Entire Campaigns in a Single 24-Mile Hex Inspired by Regal Rome
I am currently working my way through Mary Beard's SPQR: A History of Ancient Rome. She covers Rome from its legendary founding to the point where all free people of the Empire were granted citizenship. She closely examines the legends of very early Rome such as the founding by Romulus and Remus, the Regal period, and the early Republic. For all of these periods we have no contemporary written history, being forced to rely on archaeological evidence - any written histories of those periods were written centuries later.
What I found striking was her description of warfare in the period around the end of the monarchy. She wrote:
Military activity is another good case in point. Here geography alone should give us pause. We need simply look at the location of these heroic battles: they were all fought within a radius of about 12 miles of the city of Rome. Despite the style in which they are recounted, as if they were mini-versions of Rome against Hannibal, they were probably something closer, in our terms, to cattle raids. They may not even have been ‘Roman’ engagements in the strict sense of the word at all. In most early communities, it took a long time before the various forms of private violence, from rough justice and vendetta to guerrilla warfare, came fully under public control. Conflict of all sorts was regularly in the hands of individuals with their own following, the ancient equivalents of what we might call private warlords; and there was a blurry distinction between what was conducted on behalf of the ‘state’ and what on behalf of some powerful leader. Almost certainly that was the case in early Rome.
- Beard, Mary. SPQR: A History of Ancient Rome. Liveright Publishing Corporation. New York. 2015. Kindle Edition.

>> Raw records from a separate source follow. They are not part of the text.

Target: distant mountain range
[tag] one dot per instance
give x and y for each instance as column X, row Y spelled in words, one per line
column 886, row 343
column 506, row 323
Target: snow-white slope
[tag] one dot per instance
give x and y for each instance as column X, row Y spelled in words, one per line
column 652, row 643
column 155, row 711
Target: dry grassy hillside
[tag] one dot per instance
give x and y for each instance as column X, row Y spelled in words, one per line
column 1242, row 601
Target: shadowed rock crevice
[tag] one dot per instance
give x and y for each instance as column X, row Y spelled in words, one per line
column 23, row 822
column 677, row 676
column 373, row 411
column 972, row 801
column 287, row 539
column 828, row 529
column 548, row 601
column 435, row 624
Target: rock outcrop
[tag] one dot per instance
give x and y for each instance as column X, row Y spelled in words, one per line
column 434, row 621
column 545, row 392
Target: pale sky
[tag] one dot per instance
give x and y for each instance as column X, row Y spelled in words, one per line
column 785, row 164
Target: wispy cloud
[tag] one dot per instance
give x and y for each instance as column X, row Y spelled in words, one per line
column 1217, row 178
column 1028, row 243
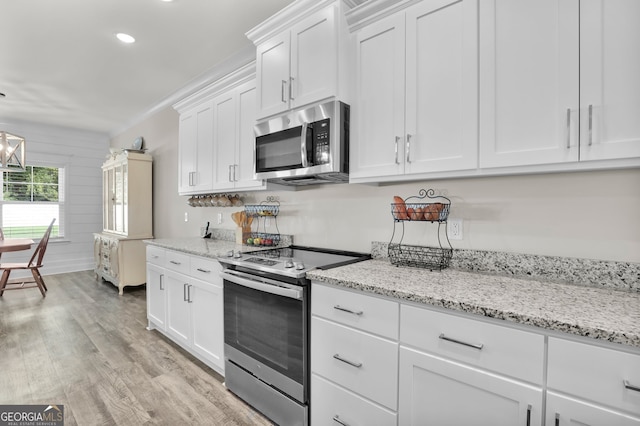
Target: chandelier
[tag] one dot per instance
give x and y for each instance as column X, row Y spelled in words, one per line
column 12, row 152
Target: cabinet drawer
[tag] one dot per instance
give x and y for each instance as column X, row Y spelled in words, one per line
column 155, row 255
column 329, row 402
column 501, row 349
column 368, row 313
column 206, row 269
column 368, row 366
column 178, row 262
column 594, row 373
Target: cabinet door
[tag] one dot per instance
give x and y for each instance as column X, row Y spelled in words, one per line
column 196, row 149
column 207, row 321
column 224, row 140
column 245, row 148
column 442, row 86
column 156, row 308
column 528, row 82
column 187, row 151
column 272, row 69
column 447, row 393
column 314, row 66
column 378, row 143
column 178, row 318
column 609, row 82
column 565, row 411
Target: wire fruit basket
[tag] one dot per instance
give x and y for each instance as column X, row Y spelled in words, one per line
column 425, row 207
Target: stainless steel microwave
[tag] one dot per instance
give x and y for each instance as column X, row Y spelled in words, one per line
column 304, row 147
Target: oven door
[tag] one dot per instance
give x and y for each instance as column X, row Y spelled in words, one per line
column 265, row 330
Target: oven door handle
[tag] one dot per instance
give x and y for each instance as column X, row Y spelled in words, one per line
column 262, row 284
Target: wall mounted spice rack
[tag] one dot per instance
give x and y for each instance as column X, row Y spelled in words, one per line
column 424, row 207
column 262, row 215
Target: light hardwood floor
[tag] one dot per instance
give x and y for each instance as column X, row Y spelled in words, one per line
column 87, row 348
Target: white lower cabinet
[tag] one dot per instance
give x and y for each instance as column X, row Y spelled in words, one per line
column 566, row 411
column 437, row 391
column 592, row 385
column 354, row 358
column 334, row 405
column 184, row 302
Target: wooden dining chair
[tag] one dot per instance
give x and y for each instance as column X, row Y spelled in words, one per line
column 33, row 265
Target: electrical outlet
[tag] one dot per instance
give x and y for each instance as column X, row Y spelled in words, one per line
column 454, row 229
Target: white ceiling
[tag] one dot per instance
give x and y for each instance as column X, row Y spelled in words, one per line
column 60, row 63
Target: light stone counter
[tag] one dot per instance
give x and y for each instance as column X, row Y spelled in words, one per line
column 598, row 313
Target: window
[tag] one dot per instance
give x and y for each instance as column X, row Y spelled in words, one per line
column 30, row 200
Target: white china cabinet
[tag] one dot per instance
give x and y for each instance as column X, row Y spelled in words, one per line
column 558, row 81
column 416, row 106
column 300, row 56
column 127, row 219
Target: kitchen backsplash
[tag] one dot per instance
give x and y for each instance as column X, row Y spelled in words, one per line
column 603, row 274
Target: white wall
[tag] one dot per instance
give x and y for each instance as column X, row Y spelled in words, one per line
column 583, row 214
column 82, row 154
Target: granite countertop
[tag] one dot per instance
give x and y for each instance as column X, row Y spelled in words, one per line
column 598, row 313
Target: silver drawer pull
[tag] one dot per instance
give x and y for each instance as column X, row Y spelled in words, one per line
column 629, row 386
column 346, row 361
column 340, row 308
column 460, row 342
column 340, row 422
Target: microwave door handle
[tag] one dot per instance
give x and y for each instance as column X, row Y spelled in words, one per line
column 303, row 144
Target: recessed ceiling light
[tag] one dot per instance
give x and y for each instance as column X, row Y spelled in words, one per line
column 125, row 38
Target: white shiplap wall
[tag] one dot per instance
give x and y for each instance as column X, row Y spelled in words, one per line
column 82, row 154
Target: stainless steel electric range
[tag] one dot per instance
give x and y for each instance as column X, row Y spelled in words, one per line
column 266, row 326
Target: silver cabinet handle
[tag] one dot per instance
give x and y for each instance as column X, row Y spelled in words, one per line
column 303, row 144
column 340, row 422
column 340, row 308
column 346, row 361
column 460, row 342
column 284, row 83
column 291, row 88
column 568, row 128
column 590, row 124
column 629, row 386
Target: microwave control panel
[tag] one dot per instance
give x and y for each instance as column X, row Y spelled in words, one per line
column 321, row 141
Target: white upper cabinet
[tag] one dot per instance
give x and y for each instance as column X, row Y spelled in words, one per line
column 417, row 92
column 195, row 150
column 609, row 79
column 233, row 141
column 558, row 81
column 216, row 139
column 297, row 57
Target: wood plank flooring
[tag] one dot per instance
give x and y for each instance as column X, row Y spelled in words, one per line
column 87, row 348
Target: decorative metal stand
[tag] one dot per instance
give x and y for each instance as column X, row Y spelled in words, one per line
column 425, row 207
column 261, row 213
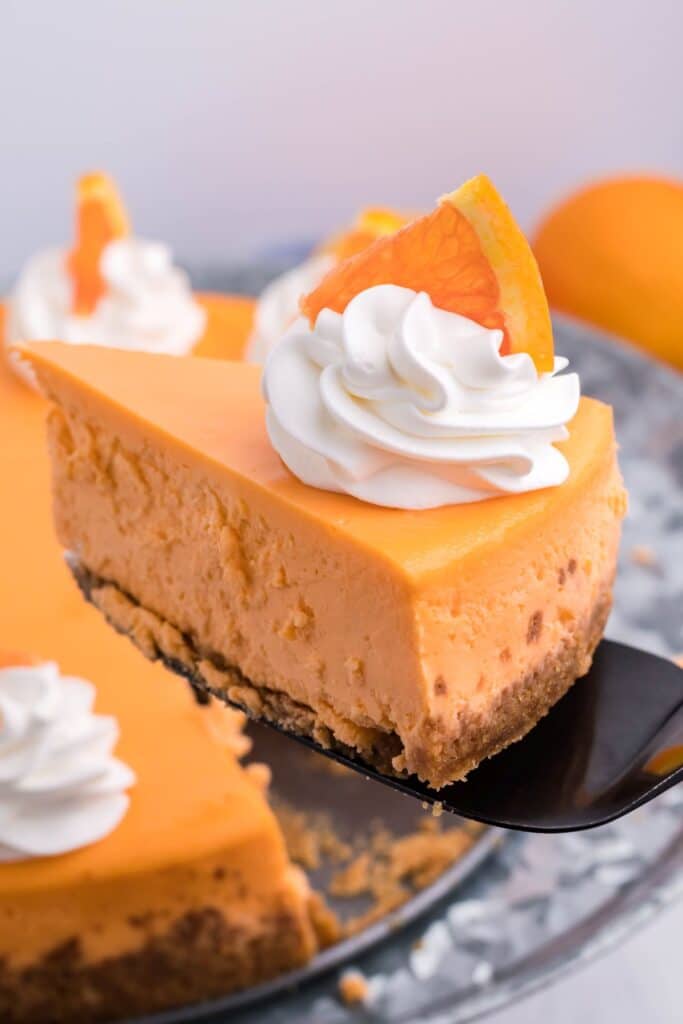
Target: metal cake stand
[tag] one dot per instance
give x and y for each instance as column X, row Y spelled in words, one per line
column 522, row 909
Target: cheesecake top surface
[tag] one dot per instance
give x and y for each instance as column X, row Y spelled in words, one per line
column 191, row 797
column 212, row 415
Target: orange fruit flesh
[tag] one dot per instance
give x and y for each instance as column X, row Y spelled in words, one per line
column 100, row 218
column 471, row 258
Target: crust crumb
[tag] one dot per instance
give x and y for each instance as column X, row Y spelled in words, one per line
column 353, row 988
column 642, row 554
column 440, row 686
column 535, row 627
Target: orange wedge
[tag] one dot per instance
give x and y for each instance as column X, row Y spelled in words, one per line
column 471, row 258
column 100, row 218
column 370, row 224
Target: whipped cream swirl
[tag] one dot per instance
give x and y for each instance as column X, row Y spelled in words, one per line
column 278, row 306
column 147, row 305
column 403, row 404
column 60, row 787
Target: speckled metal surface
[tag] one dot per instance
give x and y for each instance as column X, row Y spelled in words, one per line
column 543, row 904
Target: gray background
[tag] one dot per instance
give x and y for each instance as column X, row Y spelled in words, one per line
column 235, row 124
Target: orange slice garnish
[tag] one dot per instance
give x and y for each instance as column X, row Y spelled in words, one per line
column 471, row 258
column 100, row 218
column 14, row 659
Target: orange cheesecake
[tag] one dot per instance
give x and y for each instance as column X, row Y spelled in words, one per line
column 424, row 640
column 191, row 895
column 400, row 543
column 114, row 289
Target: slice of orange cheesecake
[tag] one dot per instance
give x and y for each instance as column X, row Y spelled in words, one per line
column 425, row 640
column 191, row 894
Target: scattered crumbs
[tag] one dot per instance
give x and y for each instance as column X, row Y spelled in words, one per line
column 353, row 987
column 354, row 879
column 377, row 873
column 327, row 925
column 642, row 554
column 310, row 838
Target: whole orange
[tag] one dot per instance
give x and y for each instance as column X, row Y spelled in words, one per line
column 612, row 255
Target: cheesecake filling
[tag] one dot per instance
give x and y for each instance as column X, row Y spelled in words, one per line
column 407, row 406
column 147, row 303
column 60, row 786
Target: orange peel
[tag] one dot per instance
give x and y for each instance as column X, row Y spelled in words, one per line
column 100, row 218
column 471, row 258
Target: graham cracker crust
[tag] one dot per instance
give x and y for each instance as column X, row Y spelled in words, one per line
column 440, row 761
column 200, row 957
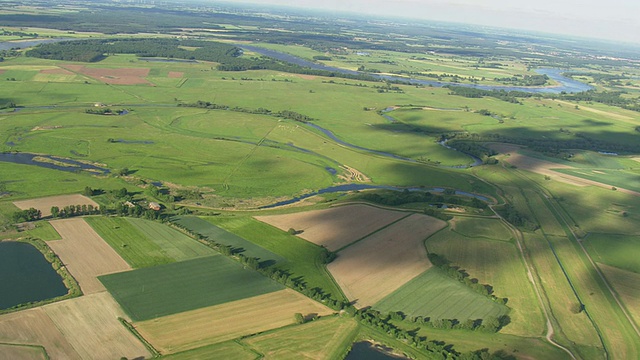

As I read that it struck me what a perfect sort of environment that would be for an RPG. It is difficult to get out of our modern mindset as far as nation go/ Here we see examples of independent warfare being conducted in a region the size of a single 24-mile hex in many fantasy role-playing games. I have visions of an extremely detailed regional map, detailed enough to show small hills, large buildings, et. A village is not represented by a dot in a hex but actually portrayed in a map - something like USGS maps. Not everything needs be totally known by the characters, even in such a "small" hex. My own commute to work is a 15 mile car ride and there is countless space along the sides of the highway that I've no idea what is there. For all I know there could be a cave complex to an orc lair along the ride. Seems unlikely, but one never knows.